Севр вытянул затекшие ноги, попытался устроиться поудобнее. За
стеной, во дворе, что-то загремело. Наверняка после шторма придется
что-нибудь чинить. Тем хуже! Севра это уже не касается. В конце концов,
если ветром сносит кровельное железо, он тут ни при чем... Он ни при чем,
если Мерибель пустил себе пулю в лоб. В сущности, чем он виноват? Что не
прозрел во время. Но даже Дениза, с ее-то здравым смыслом, и то ни о чем
не подозревала. Еще одна деталь, которую Прокурор наверняка не поймет.
Если он будет допрашивать Севра однажды, он обязательно спросит:
- Почему вы не контролировали зятя?
- Он был моим компаньоном.
- Именно! Вы должны были проверять время от времени.
Такому предприимчивому человеку нельзя полностью развязывать руки.
Дениза, наоборот, считала, что Мерибеля нельзя слишком зажимать. Севр не
привык оспаривать мнение Денизы. А дальше? Может, его попросят еще
рассказать о Денизе? Судьи и адвокаты захотят знать. Почему он женился на
Денизе? Из-за денег? Из-за влияния, которым пользовалась ее семья? Они
улыбнутся, если он ответит, что любил ее. Когда вдовец говорит о любви,
это несерьезно!
Севр встал. Где он оставил сетку? А, все равно Мари-Лор не подумала
об аспирине. Не успела. Он зажег фонарь и вернулся в кухню. Сетка была
там, у ножки стола. Он вспомнил, что они с Мари-Лор собирали ее в
последний момент, второпях, на бегу. Он высыпал все на стол, расставил
консервные банки: крабы, зеленый горошек... Зачем это ему, у него ведь нет
ни кастрюли, ни воды?... Мясо с бобами, грибы, пакет сухарей, банки с
джемами, бутылочка кетчупа... Видно, они оба потеряли голову... И никаких
таблеток. На самом дне - электрическая бритва. Со всеми этими никчемными
продуктами ему надо продержаться целых пять дней. Смешно! У него болела
голова. Возможно, простыл. Если б хоть закурить! Конечно, есть трубка
покойного, но он же не дошел еще до ручки.
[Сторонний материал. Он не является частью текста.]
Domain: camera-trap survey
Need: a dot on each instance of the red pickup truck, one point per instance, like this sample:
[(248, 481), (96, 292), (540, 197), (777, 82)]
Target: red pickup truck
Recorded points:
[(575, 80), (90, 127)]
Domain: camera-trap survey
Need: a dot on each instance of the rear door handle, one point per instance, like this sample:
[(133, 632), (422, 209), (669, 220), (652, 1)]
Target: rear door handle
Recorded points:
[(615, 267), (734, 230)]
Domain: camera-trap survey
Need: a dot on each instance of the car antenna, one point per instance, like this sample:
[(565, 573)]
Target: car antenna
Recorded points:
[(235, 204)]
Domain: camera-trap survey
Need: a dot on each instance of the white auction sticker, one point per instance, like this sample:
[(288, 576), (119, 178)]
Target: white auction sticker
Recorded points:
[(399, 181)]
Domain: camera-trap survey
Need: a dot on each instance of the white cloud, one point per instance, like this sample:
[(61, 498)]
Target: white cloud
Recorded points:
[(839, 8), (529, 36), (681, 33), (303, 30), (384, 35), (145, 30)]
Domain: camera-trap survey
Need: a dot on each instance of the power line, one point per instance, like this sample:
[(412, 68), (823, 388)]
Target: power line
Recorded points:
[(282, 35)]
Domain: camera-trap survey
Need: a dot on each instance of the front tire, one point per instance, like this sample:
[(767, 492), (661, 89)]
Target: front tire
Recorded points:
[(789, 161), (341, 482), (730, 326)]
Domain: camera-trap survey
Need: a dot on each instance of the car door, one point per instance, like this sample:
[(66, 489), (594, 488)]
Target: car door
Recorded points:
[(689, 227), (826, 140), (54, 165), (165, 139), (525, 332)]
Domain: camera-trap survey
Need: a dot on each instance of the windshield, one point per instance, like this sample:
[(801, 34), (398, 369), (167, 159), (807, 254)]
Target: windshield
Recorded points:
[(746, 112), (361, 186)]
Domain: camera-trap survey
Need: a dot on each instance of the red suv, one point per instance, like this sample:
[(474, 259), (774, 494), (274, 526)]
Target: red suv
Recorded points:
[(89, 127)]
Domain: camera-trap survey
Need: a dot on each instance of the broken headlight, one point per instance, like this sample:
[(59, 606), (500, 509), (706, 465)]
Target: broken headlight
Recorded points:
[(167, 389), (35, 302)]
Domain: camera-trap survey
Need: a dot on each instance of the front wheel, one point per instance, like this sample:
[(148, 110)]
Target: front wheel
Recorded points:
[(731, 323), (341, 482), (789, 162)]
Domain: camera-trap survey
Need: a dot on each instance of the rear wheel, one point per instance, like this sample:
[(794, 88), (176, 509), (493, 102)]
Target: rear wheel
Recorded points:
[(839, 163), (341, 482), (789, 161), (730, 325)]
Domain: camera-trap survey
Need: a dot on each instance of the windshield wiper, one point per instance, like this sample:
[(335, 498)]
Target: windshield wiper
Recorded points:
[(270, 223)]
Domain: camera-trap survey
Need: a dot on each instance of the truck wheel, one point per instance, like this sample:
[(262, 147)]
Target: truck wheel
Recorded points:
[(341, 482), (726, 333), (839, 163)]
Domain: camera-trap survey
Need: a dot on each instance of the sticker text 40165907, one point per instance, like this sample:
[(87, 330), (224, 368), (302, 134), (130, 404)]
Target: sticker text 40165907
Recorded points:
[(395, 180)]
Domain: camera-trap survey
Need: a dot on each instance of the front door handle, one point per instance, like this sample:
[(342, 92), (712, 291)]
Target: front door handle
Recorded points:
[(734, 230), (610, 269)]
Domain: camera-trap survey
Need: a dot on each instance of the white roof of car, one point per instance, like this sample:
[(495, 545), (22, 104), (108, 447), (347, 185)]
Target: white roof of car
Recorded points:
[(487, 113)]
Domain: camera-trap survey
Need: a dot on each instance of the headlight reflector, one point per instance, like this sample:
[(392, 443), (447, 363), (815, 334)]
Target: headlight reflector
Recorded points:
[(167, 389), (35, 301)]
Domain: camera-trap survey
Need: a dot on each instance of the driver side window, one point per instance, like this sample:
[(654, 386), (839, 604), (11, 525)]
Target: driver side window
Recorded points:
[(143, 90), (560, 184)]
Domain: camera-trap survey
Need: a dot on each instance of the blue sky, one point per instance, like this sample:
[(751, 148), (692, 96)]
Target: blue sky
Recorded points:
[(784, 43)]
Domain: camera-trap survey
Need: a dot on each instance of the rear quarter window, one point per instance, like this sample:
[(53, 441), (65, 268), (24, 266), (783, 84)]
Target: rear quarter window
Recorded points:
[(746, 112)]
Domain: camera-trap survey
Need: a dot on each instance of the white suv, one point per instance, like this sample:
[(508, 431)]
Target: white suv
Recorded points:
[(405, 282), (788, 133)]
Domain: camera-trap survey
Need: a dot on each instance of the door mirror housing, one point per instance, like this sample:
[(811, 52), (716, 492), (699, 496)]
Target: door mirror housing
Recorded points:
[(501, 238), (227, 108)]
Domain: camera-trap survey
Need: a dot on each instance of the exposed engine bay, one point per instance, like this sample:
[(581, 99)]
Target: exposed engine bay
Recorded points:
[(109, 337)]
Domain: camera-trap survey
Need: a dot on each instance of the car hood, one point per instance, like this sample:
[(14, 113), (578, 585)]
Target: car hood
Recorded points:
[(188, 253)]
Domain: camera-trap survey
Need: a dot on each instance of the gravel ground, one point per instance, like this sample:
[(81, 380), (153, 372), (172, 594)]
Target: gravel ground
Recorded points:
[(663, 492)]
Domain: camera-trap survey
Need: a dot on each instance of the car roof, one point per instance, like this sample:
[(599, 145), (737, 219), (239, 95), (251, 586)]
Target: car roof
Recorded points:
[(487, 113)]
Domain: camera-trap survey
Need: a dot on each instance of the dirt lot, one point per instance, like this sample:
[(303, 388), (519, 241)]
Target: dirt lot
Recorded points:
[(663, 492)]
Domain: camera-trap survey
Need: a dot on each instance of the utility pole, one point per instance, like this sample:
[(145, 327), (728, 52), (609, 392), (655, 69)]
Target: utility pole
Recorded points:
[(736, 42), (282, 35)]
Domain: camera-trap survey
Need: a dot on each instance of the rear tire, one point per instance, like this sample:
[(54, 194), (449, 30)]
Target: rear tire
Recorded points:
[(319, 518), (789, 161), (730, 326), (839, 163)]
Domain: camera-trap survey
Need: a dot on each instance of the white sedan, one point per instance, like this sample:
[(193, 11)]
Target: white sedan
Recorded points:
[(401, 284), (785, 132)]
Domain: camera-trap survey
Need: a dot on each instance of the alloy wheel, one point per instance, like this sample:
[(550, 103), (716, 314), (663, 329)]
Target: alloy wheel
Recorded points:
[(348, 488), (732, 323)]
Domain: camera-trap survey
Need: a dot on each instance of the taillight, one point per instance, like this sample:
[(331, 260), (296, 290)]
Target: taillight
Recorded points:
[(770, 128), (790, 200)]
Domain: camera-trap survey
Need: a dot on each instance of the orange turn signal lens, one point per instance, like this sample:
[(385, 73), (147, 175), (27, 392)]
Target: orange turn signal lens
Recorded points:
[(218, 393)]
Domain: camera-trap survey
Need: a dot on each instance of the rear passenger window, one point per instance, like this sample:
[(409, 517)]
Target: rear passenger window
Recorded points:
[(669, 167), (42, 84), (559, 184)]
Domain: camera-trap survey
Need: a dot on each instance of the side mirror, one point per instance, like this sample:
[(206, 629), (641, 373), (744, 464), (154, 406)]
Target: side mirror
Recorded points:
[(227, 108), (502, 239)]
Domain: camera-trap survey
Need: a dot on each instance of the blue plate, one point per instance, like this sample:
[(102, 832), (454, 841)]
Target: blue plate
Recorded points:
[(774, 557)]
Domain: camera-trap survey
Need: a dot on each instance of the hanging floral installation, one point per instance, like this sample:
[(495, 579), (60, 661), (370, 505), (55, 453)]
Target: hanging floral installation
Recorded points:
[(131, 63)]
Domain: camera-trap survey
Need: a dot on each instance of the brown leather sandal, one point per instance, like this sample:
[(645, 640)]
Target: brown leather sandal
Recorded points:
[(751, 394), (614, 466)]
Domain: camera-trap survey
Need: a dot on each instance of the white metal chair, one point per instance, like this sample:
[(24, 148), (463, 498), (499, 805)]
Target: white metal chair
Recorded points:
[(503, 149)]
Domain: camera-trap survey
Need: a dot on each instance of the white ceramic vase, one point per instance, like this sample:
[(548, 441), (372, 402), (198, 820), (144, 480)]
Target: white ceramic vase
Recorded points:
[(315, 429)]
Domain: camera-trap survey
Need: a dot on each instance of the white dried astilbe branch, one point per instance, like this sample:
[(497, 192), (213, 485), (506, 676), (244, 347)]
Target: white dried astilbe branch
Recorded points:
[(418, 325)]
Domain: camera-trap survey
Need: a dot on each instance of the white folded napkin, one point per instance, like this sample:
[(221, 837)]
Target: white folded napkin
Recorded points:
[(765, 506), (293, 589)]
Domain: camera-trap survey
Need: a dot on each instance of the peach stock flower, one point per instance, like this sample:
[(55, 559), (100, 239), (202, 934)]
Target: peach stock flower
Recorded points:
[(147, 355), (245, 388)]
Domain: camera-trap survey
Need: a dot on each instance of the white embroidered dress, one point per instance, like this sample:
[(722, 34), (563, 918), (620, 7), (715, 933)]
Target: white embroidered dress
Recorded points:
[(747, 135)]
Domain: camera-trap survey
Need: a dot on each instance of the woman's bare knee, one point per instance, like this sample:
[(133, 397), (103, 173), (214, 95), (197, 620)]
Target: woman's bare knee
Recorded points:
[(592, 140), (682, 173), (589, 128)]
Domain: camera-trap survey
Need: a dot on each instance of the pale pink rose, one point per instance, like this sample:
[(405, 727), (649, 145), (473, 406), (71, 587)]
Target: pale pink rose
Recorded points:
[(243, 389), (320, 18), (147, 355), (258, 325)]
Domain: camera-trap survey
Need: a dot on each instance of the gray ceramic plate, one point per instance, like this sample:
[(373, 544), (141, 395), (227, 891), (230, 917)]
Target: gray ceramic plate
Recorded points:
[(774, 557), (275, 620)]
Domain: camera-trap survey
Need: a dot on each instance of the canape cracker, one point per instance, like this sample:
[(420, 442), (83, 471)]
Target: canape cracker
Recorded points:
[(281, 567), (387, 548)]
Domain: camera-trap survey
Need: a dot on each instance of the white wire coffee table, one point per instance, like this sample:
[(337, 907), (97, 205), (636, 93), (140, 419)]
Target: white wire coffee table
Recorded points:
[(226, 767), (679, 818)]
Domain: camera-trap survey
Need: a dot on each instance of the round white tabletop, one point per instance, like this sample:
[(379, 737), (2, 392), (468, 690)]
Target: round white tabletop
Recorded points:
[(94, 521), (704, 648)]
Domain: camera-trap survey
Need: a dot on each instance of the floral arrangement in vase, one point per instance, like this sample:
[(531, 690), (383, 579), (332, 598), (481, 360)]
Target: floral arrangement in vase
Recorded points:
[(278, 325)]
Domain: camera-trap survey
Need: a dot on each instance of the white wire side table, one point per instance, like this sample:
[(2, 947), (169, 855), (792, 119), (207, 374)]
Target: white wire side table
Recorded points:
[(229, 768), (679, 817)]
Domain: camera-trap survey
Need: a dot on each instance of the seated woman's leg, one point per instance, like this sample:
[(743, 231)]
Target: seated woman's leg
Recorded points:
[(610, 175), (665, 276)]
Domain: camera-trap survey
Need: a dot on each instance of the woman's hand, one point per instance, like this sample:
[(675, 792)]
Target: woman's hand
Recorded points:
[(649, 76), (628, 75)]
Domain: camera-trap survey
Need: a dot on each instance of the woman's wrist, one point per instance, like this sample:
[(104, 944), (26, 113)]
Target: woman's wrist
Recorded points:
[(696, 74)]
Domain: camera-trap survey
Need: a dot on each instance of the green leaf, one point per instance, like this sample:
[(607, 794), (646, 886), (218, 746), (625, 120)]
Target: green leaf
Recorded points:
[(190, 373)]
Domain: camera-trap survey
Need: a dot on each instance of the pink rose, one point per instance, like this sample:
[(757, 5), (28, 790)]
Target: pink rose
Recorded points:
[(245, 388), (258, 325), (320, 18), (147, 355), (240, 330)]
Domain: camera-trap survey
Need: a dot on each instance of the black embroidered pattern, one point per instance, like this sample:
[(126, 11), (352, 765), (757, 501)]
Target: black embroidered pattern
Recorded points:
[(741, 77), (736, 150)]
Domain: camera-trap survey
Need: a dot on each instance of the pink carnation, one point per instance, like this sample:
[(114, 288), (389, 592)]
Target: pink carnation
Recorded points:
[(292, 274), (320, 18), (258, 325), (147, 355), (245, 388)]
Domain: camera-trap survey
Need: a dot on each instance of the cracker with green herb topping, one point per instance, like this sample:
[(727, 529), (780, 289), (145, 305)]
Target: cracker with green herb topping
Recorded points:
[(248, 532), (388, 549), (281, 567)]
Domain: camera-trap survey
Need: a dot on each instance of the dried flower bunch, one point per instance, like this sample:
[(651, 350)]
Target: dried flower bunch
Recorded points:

По крайней мере, пока! Было
начало шестого. Ветер не стихал. Севр потушил фонарь. Чувствуя, что
вытерпеть все будет трудно, он начинал экономить.
Он на ощупь вернулся в комнату. Дождь барабанил по стенам, и из
несмолкающего волнения моря вырастало беспокойство бездонного голоса, гром
хоров, от которого порой дрожали стекла. Он снова лег, укрывшись одеялом и
курткой. Ну что ж! На чем он остановился? Он писал Прокурору. Это было,
как и все остальное, абсурд, но по крайней мере занимало ум. Итак, все
началось на обратном пути. Во дворе домика, перед гаражом, куда они
ставили свои машины, стоял красный спортивный автомобиль марки Мустанг.
- Не знаешь, чья это? - спросил Мерибель, уже с недоверием, так он не
любил, чтоб его тревожили в домике.
Они подошли поближе и увидели белый номер с арабскими знаками и двумя
буквами: МА.
- Из Марокко? Здесь?
Мари-Лор робко, как всегда, готовая извиниться, ждала их.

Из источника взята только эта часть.